Professor: “That is an inappropriate question.”

 

I understand the concepts of groups and rings and such pretty well, having taken a year-long sequence of courses during grad school. It is true that a group can be defined any way that you want, so long as you specify the elements in the group and the operation that is defined on the group elements. The usual practice for an arbitrary group is to identify elements of the group by letters so that you don't have contradictory equations such as 3 + 3 = 6 (where 3 and 6 are in Z, the integers under addition) and 3 + 3 = 7 (where 3 and 7 are in this oddball group).
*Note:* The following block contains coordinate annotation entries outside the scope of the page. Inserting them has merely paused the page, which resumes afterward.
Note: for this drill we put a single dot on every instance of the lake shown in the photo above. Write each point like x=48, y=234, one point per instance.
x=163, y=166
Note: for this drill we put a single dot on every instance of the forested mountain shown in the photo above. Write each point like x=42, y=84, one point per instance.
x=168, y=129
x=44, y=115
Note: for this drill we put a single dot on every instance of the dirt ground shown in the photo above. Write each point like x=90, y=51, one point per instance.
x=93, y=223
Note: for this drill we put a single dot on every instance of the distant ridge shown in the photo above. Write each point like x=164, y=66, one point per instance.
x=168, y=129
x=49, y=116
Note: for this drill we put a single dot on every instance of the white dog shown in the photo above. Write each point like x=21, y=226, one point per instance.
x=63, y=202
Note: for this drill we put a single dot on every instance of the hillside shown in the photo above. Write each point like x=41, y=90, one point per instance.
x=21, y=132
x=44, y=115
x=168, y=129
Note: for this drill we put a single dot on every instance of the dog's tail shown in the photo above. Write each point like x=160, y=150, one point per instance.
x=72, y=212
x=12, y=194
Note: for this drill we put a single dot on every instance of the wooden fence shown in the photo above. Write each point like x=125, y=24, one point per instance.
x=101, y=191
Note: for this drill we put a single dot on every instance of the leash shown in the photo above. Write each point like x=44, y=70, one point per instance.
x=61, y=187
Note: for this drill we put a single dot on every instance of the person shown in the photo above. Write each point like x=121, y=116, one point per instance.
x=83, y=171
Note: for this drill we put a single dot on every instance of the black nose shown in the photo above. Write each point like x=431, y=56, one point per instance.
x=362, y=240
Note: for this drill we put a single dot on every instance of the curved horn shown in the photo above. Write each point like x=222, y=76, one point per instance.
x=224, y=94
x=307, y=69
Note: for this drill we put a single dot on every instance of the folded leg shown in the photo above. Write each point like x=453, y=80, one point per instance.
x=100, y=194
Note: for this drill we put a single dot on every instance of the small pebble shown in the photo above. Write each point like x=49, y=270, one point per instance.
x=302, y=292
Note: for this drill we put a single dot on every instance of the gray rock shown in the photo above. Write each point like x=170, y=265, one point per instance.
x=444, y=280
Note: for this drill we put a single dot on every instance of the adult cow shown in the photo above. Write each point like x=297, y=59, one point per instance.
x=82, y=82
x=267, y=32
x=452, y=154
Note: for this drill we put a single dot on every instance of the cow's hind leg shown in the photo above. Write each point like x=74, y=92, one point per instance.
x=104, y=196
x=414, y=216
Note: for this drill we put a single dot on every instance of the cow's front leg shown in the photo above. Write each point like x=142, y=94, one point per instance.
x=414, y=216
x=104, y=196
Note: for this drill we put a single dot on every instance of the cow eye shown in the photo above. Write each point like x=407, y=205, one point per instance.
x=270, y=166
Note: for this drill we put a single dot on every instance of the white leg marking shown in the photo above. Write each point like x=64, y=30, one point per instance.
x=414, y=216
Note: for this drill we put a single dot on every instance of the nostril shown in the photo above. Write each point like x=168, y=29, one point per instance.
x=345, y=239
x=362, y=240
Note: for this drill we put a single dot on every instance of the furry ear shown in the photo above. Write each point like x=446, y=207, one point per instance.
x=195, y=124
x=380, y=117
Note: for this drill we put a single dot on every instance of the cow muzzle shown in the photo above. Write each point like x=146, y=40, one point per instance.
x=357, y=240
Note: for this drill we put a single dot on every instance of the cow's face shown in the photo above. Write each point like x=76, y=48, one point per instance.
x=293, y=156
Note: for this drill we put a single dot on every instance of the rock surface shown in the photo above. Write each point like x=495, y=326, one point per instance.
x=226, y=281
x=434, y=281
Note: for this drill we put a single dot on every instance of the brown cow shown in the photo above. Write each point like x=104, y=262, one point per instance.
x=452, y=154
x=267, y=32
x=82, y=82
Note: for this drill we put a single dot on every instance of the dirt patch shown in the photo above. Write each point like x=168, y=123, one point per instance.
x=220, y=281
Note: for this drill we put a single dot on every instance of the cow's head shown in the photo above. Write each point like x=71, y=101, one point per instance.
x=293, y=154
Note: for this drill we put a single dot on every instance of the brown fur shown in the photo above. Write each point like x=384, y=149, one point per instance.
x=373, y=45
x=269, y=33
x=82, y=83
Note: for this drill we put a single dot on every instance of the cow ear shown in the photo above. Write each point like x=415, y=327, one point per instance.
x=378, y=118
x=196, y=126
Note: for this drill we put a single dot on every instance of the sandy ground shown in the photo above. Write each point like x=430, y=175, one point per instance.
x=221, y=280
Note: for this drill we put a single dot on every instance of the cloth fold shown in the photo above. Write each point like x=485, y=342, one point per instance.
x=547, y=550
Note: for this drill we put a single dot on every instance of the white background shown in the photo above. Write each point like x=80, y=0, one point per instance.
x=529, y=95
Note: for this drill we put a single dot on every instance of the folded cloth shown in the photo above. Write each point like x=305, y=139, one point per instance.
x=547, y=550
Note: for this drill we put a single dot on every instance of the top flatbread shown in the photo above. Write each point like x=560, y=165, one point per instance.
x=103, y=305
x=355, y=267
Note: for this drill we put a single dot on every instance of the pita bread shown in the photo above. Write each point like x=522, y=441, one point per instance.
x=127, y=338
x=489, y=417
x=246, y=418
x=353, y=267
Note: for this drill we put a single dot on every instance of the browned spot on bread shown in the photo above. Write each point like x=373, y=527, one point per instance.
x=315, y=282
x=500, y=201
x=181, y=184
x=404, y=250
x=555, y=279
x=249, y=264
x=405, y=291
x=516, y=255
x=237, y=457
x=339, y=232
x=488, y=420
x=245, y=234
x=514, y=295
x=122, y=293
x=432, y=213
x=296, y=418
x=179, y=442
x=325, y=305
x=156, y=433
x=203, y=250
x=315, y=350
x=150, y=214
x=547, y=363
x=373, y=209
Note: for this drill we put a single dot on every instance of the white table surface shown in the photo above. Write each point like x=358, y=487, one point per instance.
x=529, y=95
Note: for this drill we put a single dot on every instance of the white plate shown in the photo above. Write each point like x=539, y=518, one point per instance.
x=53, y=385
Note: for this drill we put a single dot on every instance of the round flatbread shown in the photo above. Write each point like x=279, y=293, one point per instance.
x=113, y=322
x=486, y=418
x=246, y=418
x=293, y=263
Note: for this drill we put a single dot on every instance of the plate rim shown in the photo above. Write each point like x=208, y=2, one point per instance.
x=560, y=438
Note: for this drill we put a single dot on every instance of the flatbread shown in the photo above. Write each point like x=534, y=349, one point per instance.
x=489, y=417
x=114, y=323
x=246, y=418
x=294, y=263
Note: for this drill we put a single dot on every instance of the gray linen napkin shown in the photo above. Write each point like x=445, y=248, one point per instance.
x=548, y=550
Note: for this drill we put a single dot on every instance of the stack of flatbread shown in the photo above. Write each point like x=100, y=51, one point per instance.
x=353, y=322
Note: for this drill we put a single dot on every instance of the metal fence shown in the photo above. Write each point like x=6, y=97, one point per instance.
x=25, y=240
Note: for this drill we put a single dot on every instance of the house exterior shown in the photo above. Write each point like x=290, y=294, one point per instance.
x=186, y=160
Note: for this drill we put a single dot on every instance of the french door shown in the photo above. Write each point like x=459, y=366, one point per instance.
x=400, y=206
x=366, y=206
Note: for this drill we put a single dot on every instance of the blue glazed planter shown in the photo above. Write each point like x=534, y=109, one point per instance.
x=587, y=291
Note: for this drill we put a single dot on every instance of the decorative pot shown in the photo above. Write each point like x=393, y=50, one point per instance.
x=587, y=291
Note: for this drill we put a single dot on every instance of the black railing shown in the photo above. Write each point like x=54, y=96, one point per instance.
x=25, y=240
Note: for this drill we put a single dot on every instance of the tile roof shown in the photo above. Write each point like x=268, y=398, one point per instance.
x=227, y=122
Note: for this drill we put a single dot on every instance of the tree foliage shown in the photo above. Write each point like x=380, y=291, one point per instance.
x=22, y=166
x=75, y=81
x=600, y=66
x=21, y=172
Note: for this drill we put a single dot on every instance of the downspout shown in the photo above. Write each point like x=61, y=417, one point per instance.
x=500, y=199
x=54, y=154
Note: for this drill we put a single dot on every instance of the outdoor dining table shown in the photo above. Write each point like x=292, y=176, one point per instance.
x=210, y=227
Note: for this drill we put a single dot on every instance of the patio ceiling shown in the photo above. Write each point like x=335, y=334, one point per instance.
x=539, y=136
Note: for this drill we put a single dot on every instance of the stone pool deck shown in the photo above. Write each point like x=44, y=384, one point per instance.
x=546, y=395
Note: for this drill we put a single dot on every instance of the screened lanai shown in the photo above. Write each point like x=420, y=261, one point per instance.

Right, a little slight of hand to show that 3+3=7 is not always an illogical statement. Not that it could mean much either.

All in the pursuit of mental exercise.

 

Why does this bother you?

Because it is like the conversation you mention, or this one

Mummy, are faries pink or blue?

Don't be silly dear, faries don't exist.

But, Mummy, if they did exist what colour would they be?

We could ask the same question:

If the set did exist would it be normal or non-normal?
So defining it out of existance won't wash.

It is also interesting to note the fate of the companion question:

Is the set of all non-normal sets normal or non-normal?

I see that not nearly so much fuss is made of this one. Might this be because you can 'prove' whichever you assume?

Incidentally we don't have to go to such tortuous logic to find normal sets. For instance the set of all objects within a given radius, say an inch or a mile, is itself an object within that radius and so must be a member of itself.

 

Incidentally we don't have to go to such tortuous logic to find normal sets. For instance the set of all objects within a given radius, say an inch or a mile, is itself an object within that radius and so must be a member of itself.

Very true. Actually the set Russell squirms over is a valid set too and can exist. This brings up an interesting point. Most of these logical paradoxes are the creations we need to be wary of. To me they are all in the organization of the words.

For instance, the same set that caused Russell such pain can be described “A set containing itself and all sets that do not contain them selves”.

One can always find words to create an illogical statement whether it’s in the form of a paradox or not.

One electronics analogy would be to feed the output of an inverter directly into it’s input.

 

One can always find words to create an illogical statement whether it’s in the form of a paradox or not.

One electronics analogy would be to feed the output of an inverter directly into it’s input.

All this goes to show that we are not as smart as we like to think we are (is that a song somewhere) and that Nature is smarter.

Mathematicians don't like to admit that we can't develop formulae for telling what colour pixels will be for certain cellular automata.

If you take a video camera and film its monitor screen you can generate a Chaos system. Similarly your positive feedback above can produce a chaotic output.

Those who state unequivocally that 'everything follows the known laws of physics' are as wrong as Lord Kelvin was in the late 1800s when he calculated the age of the earth to be 2500 years - according to the laws of physics.

It is a fallacy to assume that observed phenomena must be in accord with known laws even if they also obey yet uknown ones. Mostly they do, but Nature is always catching out that over arrogant animal, Man.